Ces symptômes peuvent indiquer une rhinite bénigne ou un coryza plus sérieux. Si les éternuements persistent plus de 24 heures, s'accompagnent d'écoulements purulents, de fièvre ou de perte d'appétit, consultez rapidement un vétérinaire. Chez les chatons et chats âgés, une consultation immédiate est recommandée.
Le coryza du chat est-il contagieux pour l'homme ?
Non, le coryza n'est pas une zoonose et ne se transmet pas à l'homme. Les virus et bactéries responsables sont spécifiques aux félins.
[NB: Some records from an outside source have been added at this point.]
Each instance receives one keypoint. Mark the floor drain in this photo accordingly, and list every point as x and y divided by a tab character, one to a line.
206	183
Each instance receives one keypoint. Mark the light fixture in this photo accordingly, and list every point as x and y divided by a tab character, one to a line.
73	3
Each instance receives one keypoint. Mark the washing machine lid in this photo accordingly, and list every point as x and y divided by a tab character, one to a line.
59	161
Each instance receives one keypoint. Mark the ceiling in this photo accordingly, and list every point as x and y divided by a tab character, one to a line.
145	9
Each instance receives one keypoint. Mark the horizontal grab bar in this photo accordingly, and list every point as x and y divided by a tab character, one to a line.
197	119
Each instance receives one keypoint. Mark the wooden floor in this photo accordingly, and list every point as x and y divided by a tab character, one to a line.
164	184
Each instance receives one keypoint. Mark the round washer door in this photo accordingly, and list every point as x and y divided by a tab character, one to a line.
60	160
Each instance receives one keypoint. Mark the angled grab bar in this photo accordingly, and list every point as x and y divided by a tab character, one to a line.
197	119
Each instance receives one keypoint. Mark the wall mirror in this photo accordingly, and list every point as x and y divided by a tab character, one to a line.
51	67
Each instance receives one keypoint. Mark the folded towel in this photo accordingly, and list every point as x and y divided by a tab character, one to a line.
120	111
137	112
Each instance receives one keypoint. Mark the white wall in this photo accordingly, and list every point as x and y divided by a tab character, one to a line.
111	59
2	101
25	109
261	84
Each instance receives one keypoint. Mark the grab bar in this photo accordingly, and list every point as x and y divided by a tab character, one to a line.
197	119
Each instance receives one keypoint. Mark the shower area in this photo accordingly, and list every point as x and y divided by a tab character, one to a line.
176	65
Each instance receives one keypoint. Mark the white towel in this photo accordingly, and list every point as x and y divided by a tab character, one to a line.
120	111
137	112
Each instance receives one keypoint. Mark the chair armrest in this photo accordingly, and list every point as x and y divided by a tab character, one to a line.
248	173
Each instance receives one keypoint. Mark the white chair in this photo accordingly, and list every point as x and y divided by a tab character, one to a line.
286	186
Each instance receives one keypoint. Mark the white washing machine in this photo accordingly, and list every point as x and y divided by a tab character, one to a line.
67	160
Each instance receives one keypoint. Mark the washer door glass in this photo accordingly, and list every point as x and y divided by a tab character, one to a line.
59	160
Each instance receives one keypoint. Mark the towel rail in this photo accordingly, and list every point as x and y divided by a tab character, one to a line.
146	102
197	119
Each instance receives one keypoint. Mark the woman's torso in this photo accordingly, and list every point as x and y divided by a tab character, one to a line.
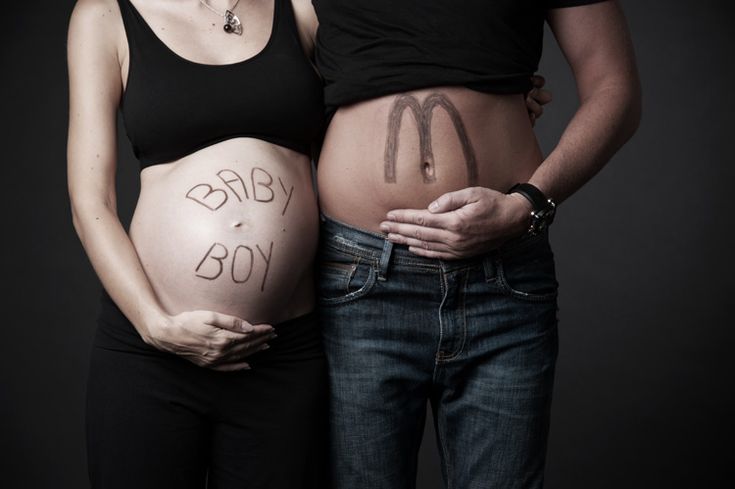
230	224
402	151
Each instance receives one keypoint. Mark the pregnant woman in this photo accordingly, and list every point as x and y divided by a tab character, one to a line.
207	368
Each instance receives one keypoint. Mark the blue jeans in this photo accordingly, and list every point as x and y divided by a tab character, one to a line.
476	338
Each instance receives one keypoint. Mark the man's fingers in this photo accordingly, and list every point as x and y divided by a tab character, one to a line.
542	96
418	243
453	200
232	367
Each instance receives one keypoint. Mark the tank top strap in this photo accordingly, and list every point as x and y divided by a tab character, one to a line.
141	39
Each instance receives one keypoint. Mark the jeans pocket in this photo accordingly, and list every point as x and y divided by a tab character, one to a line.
528	274
344	281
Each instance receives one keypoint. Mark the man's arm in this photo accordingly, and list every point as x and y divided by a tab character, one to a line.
596	42
597	45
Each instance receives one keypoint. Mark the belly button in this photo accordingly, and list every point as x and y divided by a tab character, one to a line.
428	169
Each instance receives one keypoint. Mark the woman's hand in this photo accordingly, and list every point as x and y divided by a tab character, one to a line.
536	98
459	224
209	339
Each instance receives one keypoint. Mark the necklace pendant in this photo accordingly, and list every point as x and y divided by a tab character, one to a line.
232	24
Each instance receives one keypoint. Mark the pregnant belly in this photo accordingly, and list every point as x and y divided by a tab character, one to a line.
233	229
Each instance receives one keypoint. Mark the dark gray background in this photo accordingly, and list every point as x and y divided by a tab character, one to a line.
643	390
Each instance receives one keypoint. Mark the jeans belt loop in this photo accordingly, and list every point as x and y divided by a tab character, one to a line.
489	265
385	261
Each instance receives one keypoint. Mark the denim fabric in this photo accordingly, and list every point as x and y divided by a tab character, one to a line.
476	338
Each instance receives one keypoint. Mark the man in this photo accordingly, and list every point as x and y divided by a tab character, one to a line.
437	280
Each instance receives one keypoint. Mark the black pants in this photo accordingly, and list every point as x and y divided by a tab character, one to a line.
157	421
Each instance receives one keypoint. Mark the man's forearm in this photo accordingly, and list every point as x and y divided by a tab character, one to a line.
606	119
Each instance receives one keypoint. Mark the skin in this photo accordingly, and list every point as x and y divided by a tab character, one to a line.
473	220
204	320
98	63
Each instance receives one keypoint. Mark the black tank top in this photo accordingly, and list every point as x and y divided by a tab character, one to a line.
173	107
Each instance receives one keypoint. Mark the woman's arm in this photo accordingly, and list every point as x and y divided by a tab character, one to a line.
95	86
595	40
306	24
597	45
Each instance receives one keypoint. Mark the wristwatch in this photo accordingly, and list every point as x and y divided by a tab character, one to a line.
543	207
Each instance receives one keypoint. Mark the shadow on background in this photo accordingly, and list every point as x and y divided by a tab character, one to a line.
642	397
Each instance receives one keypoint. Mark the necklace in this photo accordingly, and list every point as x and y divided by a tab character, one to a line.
232	23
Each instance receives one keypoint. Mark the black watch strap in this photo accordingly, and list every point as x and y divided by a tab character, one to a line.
535	196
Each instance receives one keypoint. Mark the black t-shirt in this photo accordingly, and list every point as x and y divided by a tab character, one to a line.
369	48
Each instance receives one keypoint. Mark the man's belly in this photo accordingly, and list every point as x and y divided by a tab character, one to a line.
405	150
231	228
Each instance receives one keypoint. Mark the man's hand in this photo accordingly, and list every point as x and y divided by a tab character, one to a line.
536	98
459	224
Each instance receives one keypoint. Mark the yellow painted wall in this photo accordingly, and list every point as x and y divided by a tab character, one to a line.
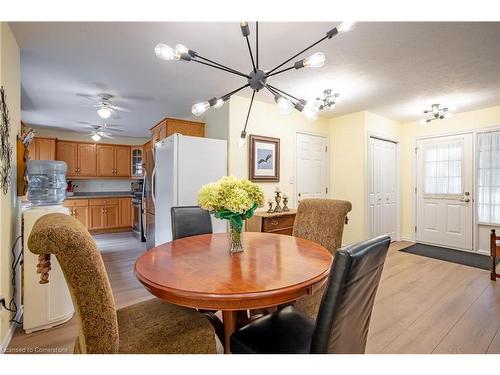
265	120
465	121
9	203
84	137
En revanche, la maladie est extrêmement contagieuse entre chats, par contact direct ou via les gouttelettes émises lors des éternuements.
Combien de temps dure le coryza chez le chat ?
Avec un traitement adapté, la guérison complète survient généralement en 8 à 10 jours. Cependant, le chat reste porteur des virus à vie. La période d'incubation est courte, de 2 à 5 jours, et les symptômes peuvent durer de 1 à 3 semaines selon la gravité et la prise en charge.
Puis-je soigner mon chat à la maison sans vétérinaire ?
Non, une consultation vétérinaire est indispensable pour établir un diagnostic précis et prescrire le traitement approprié. Seul le vétérinaire peut déterminer si des antibiotiques, antiviraux ou autres médicaments sont nécessaires. L'automédication peut aggraver l'état de votre chat et retarder sa guérison.
La vaccination protège-t-elle vraiment contre le coryza ?
La vaccination est le meilleur moyen de prévention. Elle n'empêche pas totalement la contamination mais atténue considérablement les symptômes, réduit la contagiosité et limite les complications graves. Un chat vacciné qui contracte le coryza développera une forme beaucoup plus légère de la maladie.